I am of the opinion that I have the best parents in the world. I am from a typical middle class family. I am the last child of my parents. My father was a non academic staff in the University of Ibadan, later, he went to work with the United Nations Development Programme (UNDP).

My mom was an interior decorator and a contractor. I grew up comfortable, especially being the last child. The most important thing my parents gave me was very good education. I had a great time growing. I had and still have a lot of love at home. In that aspect I am truly blessed. I have the best parents, best siblings.

download (4)How did your journey into acting start?

My journey into acting began like that of a lot of people in the entertainment industry. I started very young from church and took it into school. I became a very active member of the drama team, both in church and in school. I did one stage drama in the late 90’s As the sun comes down.

That got a lot of hype. But it was about that time I went off to the university and then dabbled more into presenting and media. But throughout this process, everywhere I went, I was just being me but people would ask me if I was into acting. I knew I had a creative streak for a long time, so after I left school, I went in pursuit of creative fulfillment.

I went into makeup and fashion, both of which I was successful at. But, I just didn’t get that satisfaction I desired.
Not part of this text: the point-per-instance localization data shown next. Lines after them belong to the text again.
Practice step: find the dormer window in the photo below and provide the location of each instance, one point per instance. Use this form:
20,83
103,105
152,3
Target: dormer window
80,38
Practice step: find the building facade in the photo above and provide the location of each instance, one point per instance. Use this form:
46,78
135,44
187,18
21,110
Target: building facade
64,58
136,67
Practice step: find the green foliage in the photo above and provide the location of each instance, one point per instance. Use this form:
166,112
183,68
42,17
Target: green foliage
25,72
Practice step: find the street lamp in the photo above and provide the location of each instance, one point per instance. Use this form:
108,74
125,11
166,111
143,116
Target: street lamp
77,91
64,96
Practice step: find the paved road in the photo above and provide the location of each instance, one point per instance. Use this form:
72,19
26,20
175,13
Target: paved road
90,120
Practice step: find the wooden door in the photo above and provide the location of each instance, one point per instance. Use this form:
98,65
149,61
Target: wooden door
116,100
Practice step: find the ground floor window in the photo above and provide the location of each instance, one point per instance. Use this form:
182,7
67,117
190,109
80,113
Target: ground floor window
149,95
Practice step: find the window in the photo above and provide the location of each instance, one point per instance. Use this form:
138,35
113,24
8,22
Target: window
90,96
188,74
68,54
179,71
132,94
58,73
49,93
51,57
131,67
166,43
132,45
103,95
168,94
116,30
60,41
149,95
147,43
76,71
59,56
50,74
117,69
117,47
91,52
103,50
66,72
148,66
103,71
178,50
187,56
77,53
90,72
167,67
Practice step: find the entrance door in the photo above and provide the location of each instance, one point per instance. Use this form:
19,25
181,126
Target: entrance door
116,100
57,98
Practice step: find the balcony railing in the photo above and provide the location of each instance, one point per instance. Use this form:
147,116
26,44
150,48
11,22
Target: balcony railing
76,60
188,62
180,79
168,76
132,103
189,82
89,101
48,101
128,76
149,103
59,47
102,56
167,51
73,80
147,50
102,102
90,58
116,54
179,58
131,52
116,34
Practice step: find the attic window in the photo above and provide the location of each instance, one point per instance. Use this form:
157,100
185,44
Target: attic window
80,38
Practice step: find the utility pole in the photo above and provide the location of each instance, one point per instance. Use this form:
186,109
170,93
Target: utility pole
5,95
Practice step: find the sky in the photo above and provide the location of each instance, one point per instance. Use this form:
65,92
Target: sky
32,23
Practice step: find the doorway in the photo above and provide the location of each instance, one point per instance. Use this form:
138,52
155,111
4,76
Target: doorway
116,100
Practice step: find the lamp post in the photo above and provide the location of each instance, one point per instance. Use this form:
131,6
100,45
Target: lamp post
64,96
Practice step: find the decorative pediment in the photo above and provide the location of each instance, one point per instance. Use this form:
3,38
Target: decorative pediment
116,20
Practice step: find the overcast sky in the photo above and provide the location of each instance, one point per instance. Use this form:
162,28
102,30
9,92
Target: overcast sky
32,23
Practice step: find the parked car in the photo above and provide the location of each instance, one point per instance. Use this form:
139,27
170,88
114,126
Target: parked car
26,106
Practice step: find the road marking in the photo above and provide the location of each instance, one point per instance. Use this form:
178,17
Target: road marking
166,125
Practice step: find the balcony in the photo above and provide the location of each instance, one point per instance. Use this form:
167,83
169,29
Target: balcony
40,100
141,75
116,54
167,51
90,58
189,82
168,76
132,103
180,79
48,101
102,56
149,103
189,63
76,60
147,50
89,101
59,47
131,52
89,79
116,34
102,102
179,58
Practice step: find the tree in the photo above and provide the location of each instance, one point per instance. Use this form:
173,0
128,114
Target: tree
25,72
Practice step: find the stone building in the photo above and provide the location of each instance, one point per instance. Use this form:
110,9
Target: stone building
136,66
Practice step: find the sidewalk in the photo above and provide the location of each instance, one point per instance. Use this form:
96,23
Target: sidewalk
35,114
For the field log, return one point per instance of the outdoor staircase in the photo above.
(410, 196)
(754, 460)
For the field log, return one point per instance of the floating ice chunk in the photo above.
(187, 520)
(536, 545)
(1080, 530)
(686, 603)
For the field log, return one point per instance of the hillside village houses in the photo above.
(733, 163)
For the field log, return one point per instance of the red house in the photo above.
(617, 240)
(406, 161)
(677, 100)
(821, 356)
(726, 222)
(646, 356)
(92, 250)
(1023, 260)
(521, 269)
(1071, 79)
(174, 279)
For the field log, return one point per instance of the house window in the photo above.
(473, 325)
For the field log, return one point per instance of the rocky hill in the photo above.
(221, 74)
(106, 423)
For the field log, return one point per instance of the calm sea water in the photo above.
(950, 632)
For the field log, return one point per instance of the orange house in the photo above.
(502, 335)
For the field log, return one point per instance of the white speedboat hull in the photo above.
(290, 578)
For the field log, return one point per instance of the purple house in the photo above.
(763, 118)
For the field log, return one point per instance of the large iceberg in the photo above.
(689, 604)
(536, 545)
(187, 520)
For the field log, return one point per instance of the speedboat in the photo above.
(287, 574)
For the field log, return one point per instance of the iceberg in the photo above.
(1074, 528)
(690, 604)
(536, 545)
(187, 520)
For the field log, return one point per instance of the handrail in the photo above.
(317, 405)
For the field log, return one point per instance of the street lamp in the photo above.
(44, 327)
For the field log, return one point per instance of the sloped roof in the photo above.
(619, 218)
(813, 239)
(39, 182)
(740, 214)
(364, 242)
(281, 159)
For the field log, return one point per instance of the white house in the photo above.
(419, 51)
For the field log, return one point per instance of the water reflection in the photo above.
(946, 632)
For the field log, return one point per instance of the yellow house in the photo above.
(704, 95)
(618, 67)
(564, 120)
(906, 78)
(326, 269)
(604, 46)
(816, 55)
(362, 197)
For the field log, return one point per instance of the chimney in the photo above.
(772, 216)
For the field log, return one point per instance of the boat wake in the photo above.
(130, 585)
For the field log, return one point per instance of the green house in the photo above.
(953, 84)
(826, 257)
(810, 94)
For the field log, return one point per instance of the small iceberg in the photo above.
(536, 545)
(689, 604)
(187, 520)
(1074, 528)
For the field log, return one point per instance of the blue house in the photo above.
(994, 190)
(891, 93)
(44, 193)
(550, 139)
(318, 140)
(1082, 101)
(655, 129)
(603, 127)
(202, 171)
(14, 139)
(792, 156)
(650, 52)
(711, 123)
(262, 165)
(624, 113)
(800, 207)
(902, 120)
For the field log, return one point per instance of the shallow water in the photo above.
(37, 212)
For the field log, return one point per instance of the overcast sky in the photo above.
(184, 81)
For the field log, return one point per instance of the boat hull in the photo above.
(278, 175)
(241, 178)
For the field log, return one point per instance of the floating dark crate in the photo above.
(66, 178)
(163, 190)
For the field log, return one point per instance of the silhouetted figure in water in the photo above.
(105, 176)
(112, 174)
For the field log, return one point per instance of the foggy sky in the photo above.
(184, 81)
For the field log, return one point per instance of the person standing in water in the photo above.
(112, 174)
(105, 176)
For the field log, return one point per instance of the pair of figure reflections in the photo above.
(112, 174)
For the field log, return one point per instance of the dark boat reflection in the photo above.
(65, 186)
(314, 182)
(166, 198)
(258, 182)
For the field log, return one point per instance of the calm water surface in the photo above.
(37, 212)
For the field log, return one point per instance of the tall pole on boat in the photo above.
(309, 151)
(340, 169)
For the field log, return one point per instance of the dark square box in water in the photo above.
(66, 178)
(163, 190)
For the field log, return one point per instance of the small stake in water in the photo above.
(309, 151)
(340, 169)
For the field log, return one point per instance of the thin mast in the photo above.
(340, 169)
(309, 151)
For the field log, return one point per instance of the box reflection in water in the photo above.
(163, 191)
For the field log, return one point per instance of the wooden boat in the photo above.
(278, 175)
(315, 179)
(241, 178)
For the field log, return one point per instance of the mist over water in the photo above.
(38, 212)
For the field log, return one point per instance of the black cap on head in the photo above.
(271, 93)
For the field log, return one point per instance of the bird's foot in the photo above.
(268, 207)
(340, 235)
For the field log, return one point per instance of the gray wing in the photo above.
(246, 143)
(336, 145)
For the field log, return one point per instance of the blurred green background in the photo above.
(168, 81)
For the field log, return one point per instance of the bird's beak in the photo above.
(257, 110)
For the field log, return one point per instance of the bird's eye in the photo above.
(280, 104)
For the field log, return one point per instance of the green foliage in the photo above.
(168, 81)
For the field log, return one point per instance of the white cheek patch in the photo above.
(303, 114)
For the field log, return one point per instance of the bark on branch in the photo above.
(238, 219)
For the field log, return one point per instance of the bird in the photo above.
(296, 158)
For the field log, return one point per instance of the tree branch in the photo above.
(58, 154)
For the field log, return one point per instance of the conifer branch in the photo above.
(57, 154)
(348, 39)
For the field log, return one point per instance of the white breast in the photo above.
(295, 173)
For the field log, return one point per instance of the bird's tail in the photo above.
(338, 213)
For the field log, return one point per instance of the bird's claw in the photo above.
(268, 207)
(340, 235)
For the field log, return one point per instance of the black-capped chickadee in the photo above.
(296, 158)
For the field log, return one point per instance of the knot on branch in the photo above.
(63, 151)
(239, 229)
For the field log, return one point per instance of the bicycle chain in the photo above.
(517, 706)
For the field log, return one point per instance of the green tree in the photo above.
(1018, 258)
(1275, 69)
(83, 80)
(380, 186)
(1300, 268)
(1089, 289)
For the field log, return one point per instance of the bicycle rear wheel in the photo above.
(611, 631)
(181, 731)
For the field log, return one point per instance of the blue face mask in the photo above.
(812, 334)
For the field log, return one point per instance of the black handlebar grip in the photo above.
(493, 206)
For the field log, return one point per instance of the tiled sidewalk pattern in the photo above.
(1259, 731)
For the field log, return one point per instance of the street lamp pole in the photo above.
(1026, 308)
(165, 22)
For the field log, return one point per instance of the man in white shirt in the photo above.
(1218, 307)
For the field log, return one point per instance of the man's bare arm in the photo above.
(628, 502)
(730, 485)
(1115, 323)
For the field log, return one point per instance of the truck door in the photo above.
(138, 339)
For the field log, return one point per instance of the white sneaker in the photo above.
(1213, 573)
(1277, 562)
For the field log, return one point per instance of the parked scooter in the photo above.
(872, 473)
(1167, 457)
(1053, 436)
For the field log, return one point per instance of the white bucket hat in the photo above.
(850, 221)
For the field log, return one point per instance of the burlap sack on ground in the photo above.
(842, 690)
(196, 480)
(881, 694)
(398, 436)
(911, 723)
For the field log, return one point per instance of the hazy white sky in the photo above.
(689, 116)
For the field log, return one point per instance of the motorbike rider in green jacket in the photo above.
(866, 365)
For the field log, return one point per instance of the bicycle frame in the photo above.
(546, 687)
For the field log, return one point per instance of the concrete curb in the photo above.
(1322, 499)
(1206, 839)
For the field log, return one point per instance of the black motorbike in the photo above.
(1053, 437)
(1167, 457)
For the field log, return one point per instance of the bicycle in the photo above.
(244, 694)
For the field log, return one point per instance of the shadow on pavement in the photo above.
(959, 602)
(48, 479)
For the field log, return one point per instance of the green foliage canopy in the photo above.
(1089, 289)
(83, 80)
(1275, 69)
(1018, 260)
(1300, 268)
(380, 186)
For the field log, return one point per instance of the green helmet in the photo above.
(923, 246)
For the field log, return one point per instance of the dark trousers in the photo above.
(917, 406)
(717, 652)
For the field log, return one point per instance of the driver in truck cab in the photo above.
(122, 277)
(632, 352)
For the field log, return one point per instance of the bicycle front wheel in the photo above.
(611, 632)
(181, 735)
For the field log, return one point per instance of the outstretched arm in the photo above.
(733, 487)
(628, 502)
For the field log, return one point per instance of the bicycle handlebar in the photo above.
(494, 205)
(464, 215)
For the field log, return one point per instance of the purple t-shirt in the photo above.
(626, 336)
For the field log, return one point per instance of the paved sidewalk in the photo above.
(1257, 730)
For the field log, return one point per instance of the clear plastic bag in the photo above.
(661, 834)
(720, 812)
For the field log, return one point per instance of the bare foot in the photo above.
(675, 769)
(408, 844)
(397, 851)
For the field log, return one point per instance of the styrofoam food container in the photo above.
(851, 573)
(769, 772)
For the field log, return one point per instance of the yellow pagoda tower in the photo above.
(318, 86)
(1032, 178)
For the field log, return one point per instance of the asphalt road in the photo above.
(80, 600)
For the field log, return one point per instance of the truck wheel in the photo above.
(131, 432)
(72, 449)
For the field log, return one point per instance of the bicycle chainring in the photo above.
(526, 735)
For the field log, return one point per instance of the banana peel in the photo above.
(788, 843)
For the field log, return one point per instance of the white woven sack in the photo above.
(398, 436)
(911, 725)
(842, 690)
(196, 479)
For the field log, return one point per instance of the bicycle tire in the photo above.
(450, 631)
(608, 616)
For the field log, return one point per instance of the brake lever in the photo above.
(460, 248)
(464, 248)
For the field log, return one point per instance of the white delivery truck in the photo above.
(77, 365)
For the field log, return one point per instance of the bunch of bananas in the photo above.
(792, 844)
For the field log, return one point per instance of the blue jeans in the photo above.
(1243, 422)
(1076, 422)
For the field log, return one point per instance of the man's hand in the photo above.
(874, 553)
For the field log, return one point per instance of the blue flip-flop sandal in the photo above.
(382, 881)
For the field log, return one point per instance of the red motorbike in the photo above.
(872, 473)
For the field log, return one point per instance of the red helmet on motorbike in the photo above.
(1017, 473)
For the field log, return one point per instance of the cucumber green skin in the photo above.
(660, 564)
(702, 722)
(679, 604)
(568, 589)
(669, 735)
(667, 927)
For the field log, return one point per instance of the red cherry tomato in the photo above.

When I returned to Nigeria, I wanted to go straight into Nollywood but my friends would not hear of it as they painted the impression that I was going to have to use my body to get in.  After some years, I didn’t get the fulfillment from anything else, I decided to give it a try and that was it.

Now that you’re in Nigeria and fully into acting, are your friends right about using your body to get in?

It is an industry full of men and women.  And where men and women are, they are bound to relate. Men would toast and it’s a woman’s prerogative to accept or decline. As for me, I haven’t gotten one job based on sleeping with anyone. And I haven’t lost one based on not accepting to sleep with anyone.

How did you get your first acting role in Nollywood?

I would forever be grateful to Desmond Elliot for granting me the opportunity even when he didn’t know me. I approached him and sent him my profile and all that were needed to prove I could do it. And one day out of the blues…I got a call.

Tell us about the movies you’ve acted in.

I have acted in three movies so far, the first was Finding Mercy, the other is Misfit of which I’m also an executive producer and Desperate Ambition.

Can you go nude in a movie?

My first instinct would be to say a big capital no. But I have learnt over the years to never say never. But before that can happen, there must be so many right reasons.

What are the things you think needed to be changed in Nollywood?

Nollywood has evolved over the years. But of course, there are still so many aspects that need to be worked on.

Even though we are gradually getting there. No matter how well you can act, we all need to upgrade once in a while. Also when it comes to stunts, we have a long way to go. Our scripts are improving greatly also, we used to be a bit predictable.